M.I.A. was an intriguing presence Thurs. night, but the live presentation was vaguely disappointing -- or is part of the 'disposable' plank of her platform supposed to involve not really doing anything with the live format that any other rapper wouldn't? Fuller review in the Weekly next Thurs., probably nothing those who already know don't already know. (Side comments: Funny that she studied art at St. Martins' College, just like the interlocutor in "Common People," and that an ex-Pulper helped produce the album. And, I knew there had to be a feature out there called something like "Tamil tigress burning bright.")

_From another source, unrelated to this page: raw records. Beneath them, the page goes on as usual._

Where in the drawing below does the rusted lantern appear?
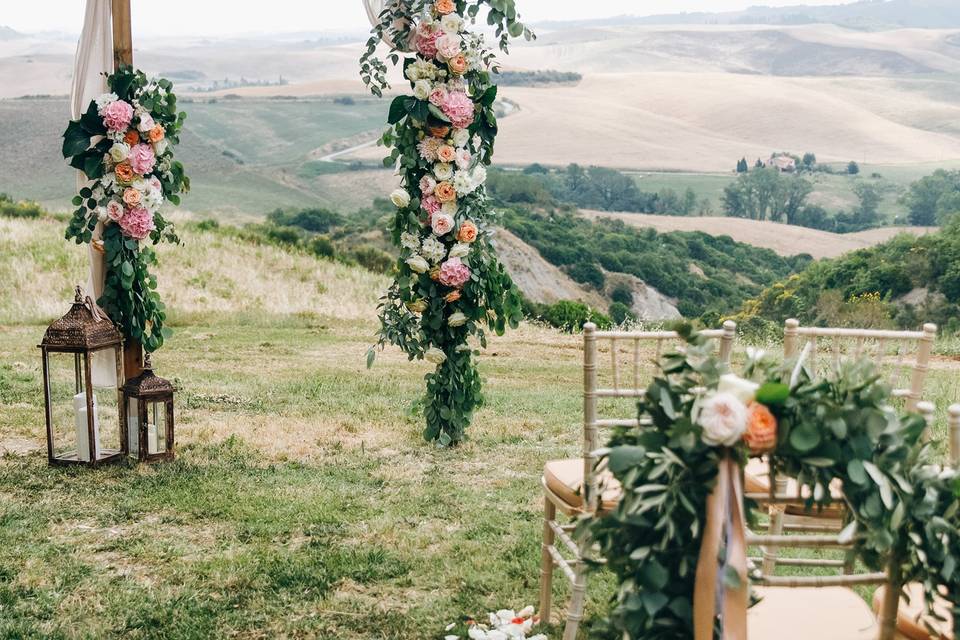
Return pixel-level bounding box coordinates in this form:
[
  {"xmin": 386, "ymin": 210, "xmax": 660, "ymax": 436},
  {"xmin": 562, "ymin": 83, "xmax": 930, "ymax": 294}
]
[
  {"xmin": 123, "ymin": 354, "xmax": 174, "ymax": 462},
  {"xmin": 40, "ymin": 287, "xmax": 127, "ymax": 465}
]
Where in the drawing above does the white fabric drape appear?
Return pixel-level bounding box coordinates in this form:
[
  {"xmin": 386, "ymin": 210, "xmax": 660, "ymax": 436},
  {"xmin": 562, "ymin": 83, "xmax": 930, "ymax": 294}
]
[{"xmin": 70, "ymin": 0, "xmax": 117, "ymax": 386}]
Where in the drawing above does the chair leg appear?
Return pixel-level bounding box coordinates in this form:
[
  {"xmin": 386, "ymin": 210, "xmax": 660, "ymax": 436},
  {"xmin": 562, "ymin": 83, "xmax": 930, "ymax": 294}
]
[
  {"xmin": 540, "ymin": 496, "xmax": 557, "ymax": 624},
  {"xmin": 763, "ymin": 505, "xmax": 784, "ymax": 576},
  {"xmin": 563, "ymin": 559, "xmax": 588, "ymax": 640}
]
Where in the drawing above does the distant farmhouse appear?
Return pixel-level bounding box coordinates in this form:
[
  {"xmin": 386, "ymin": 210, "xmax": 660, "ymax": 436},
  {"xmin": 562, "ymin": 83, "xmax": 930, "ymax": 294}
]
[{"xmin": 766, "ymin": 153, "xmax": 797, "ymax": 173}]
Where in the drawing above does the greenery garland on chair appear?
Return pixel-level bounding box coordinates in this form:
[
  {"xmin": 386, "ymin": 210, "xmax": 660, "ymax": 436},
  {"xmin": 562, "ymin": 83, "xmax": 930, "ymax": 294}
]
[
  {"xmin": 63, "ymin": 66, "xmax": 190, "ymax": 352},
  {"xmin": 578, "ymin": 329, "xmax": 960, "ymax": 640},
  {"xmin": 360, "ymin": 0, "xmax": 533, "ymax": 446}
]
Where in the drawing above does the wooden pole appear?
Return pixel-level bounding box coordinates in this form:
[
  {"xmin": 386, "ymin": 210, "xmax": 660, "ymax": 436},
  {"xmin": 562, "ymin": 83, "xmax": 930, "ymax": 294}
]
[{"xmin": 111, "ymin": 0, "xmax": 143, "ymax": 380}]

Otherwise, the high point of the weekend was a quick Sat. a.m. trip with Bree up to the Friends of the Camarillo Library bookstore (no web-presence, but 642 Las Posas Road, 805-484-8935: I'd call for hours). Can't remember how I found out about it in the first place; not incredible, but you never know: Picked up a 50-cent cassette of Bill Withers' 1974 + 'Justments, a copy of Engels' The Origin of the Family, Private Property, and the State printed by "Foreign Languages Press, Peking" and containing a small stamp with the address of one Peggy Ann Hicks of Rancho Palos Verdes alongside a purple unicorn, and seven BBC Dr. Who annuals from the '70s and '80s for $3.50 each, some of which are apparently far more collectible than others.
Did spend some quality time with L. Robertson, The Weather today, but I'll wait 'til I'm done.